With that as a background, the Ivy League first contested an official football championship in 1956. The Division I-AA tournament — the forerunner to the FCS tournament — began in 1978, when Florida A&M was the first winner. Either North Dakota State or South Dakota State has won 11 of the last 13 championships, and one of them is guaranteed to be in this year's championship game, since they play Saturday in the semifinals (Montana and South Dakota play in the other).
There have been two finalists from teams currently in the Patriot League, Lehigh in 1979 and Colgate in 2003. Lehigh was this year's Patriot League representative, and the Mountain Hawks won their first round game against Richmond before falling to Idaho.
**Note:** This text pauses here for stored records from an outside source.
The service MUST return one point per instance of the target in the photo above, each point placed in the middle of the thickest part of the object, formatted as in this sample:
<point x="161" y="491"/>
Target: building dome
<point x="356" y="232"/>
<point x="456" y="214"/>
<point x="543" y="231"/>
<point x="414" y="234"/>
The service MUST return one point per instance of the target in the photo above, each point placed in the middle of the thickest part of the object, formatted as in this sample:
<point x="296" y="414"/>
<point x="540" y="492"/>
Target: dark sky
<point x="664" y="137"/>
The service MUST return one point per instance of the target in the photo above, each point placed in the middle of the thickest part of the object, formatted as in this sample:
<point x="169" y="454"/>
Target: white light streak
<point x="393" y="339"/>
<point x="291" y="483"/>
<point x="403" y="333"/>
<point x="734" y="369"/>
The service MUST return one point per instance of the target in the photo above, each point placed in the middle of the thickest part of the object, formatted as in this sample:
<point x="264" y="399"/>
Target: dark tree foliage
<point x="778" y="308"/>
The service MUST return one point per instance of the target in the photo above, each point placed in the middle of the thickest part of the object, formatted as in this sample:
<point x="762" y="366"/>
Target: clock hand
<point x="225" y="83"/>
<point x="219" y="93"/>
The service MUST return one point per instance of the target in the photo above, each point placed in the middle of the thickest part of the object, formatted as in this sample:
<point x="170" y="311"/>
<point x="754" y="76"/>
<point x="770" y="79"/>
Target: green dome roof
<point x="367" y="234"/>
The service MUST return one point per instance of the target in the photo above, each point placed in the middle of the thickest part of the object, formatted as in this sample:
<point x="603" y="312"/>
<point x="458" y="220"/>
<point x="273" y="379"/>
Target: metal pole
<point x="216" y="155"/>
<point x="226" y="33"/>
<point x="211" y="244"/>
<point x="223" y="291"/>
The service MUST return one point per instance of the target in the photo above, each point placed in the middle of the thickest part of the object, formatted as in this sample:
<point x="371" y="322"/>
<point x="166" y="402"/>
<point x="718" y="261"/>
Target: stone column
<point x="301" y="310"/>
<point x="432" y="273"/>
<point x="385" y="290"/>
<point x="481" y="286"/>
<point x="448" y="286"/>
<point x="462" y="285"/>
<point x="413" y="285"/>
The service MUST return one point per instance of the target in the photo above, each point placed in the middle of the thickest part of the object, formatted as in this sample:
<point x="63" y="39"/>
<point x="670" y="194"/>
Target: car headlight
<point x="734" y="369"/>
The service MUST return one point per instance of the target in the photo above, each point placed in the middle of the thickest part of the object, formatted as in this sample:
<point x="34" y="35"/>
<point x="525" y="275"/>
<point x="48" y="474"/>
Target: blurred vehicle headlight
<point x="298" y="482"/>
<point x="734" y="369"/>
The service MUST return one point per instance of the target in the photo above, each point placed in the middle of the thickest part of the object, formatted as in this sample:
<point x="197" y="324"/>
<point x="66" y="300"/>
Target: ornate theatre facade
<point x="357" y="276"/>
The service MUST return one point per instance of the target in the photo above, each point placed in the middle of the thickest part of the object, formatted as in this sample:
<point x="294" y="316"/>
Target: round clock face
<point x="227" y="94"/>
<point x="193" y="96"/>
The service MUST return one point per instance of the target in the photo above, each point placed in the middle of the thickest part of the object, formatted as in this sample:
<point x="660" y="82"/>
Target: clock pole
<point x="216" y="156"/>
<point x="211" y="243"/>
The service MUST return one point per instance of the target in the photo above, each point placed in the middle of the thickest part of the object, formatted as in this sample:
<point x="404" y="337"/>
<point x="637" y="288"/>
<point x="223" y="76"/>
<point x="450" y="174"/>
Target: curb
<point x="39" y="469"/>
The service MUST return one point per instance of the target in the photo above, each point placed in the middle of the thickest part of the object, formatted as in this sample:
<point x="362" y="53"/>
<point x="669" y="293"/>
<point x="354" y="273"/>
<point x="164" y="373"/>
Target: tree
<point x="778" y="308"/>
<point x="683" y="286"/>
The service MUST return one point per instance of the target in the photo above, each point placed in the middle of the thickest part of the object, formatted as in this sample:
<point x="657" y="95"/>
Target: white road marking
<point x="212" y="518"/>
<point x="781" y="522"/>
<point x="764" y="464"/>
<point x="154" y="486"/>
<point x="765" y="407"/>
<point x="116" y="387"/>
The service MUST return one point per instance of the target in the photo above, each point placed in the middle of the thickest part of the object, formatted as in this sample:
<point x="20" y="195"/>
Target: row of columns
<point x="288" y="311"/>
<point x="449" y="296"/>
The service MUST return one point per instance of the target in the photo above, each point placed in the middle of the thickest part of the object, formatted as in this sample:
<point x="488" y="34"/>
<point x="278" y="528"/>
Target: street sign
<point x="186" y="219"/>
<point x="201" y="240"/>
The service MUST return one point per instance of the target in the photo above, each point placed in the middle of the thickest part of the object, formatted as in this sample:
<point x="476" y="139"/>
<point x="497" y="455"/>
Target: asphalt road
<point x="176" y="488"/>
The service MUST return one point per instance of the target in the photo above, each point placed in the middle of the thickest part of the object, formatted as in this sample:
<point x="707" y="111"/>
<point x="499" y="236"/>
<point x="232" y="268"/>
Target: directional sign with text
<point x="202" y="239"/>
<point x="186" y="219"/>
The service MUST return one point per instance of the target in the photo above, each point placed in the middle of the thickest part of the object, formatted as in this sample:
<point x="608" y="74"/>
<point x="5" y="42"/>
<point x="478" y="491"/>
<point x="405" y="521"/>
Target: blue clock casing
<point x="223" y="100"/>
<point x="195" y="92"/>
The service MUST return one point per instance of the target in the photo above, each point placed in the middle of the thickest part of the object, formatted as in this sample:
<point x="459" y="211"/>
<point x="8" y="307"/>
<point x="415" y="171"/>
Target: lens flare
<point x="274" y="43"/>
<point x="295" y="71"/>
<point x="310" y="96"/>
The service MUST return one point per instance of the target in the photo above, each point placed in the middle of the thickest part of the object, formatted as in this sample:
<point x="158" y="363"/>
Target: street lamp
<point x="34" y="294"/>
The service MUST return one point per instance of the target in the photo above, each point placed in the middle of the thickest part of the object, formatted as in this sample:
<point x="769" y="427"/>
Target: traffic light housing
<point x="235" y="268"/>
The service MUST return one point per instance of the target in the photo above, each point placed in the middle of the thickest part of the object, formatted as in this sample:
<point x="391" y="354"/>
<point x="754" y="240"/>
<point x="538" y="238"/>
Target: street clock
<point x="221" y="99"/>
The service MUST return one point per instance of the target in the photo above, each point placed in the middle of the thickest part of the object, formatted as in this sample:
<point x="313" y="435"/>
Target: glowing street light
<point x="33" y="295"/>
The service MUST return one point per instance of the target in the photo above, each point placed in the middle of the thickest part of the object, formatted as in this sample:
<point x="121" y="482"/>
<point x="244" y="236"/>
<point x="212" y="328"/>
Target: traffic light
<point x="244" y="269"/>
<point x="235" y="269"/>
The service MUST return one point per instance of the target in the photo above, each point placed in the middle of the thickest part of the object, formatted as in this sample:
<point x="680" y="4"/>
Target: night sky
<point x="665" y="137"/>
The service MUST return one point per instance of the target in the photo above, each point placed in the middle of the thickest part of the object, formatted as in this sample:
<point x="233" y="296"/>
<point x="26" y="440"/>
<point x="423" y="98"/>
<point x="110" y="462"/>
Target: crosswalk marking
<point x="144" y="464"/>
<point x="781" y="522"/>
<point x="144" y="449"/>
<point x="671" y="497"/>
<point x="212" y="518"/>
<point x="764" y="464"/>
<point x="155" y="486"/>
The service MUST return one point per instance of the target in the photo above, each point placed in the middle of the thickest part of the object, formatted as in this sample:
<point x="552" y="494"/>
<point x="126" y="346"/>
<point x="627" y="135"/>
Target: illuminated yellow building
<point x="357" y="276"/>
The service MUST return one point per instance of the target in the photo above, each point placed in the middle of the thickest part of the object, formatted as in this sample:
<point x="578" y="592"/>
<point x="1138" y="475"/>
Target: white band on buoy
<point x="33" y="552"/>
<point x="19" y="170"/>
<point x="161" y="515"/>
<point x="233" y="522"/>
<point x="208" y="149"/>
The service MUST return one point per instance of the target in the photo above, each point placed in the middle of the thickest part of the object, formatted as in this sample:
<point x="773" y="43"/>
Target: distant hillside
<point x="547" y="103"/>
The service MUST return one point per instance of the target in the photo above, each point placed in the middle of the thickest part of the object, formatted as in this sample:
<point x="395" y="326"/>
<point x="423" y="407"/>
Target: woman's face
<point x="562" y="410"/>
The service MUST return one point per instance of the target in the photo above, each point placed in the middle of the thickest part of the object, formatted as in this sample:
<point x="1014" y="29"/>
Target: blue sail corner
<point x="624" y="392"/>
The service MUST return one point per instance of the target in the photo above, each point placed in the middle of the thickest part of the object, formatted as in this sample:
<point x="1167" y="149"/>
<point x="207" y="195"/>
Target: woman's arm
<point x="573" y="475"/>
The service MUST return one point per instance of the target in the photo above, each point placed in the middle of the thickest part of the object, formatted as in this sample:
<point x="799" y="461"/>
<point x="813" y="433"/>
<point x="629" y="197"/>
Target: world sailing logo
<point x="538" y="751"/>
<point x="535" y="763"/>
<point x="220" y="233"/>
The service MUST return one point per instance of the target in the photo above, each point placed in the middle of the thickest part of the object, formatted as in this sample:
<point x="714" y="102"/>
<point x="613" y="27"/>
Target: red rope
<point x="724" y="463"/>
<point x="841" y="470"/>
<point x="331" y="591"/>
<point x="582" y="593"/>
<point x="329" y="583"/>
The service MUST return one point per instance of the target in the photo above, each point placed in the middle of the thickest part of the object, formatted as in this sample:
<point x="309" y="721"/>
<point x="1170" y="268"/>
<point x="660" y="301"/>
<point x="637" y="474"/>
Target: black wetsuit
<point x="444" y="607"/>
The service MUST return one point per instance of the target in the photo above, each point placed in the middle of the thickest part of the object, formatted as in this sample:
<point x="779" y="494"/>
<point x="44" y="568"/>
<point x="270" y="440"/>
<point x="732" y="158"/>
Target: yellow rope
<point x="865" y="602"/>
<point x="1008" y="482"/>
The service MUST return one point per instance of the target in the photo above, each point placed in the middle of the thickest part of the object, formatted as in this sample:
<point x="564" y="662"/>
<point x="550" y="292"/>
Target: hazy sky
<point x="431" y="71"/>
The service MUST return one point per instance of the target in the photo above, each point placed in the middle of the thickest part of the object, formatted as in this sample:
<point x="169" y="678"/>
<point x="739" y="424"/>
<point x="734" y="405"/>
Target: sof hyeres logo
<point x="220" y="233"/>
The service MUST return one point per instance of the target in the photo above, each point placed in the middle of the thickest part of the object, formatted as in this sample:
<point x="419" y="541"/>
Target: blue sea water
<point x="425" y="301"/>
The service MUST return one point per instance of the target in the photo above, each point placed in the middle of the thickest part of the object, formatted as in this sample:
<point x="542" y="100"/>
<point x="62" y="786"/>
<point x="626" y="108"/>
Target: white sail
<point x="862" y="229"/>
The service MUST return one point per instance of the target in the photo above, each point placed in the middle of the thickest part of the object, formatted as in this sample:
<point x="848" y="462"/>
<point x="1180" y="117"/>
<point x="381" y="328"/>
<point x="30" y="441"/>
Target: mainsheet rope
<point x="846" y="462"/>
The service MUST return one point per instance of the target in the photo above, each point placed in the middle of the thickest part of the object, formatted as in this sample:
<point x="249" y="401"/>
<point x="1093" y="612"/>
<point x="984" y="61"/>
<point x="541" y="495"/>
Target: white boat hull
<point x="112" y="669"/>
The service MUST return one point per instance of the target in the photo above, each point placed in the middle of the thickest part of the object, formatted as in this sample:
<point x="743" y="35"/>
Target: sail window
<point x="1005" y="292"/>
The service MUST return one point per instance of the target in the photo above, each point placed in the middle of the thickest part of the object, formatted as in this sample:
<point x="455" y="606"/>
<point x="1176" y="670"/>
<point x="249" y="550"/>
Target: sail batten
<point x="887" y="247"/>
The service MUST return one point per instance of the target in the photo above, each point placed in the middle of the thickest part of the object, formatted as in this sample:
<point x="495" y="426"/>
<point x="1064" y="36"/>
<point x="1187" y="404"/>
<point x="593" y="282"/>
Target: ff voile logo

Have there been Ivy League teams since 1978 who would have made strong runs through the tournament? Probably. Were Princeton teams among them? Certainly — especially 2018.
The Ivy League is still working out all of the tiebreakers to determine who would get its automatic bid in the event of multiple champions. The last two years have seen back-to-back tri-champions; there have been five teams who have won at least a share of the title in the last four years (including Princeton in 2021).
In other words, it's obviously a league of great balance and competitiveness. Having its champion advance to the NCAA playoffs will make it even more so, with so much to play for each week. You don't want to leave things up to the tiebreakers, right?
The biggest part of the story to TB, though, goes beyond anything that happens on the football field. It's that the Ivy League allowed its Student Athlete Advisory Committee to initiate a major policy change.
It's a sign that the league puts on the value of intercollegiate athletics and how they are an important part of the experience — and the education — of those who compete here.
This was extraordinarily good news on so many levels.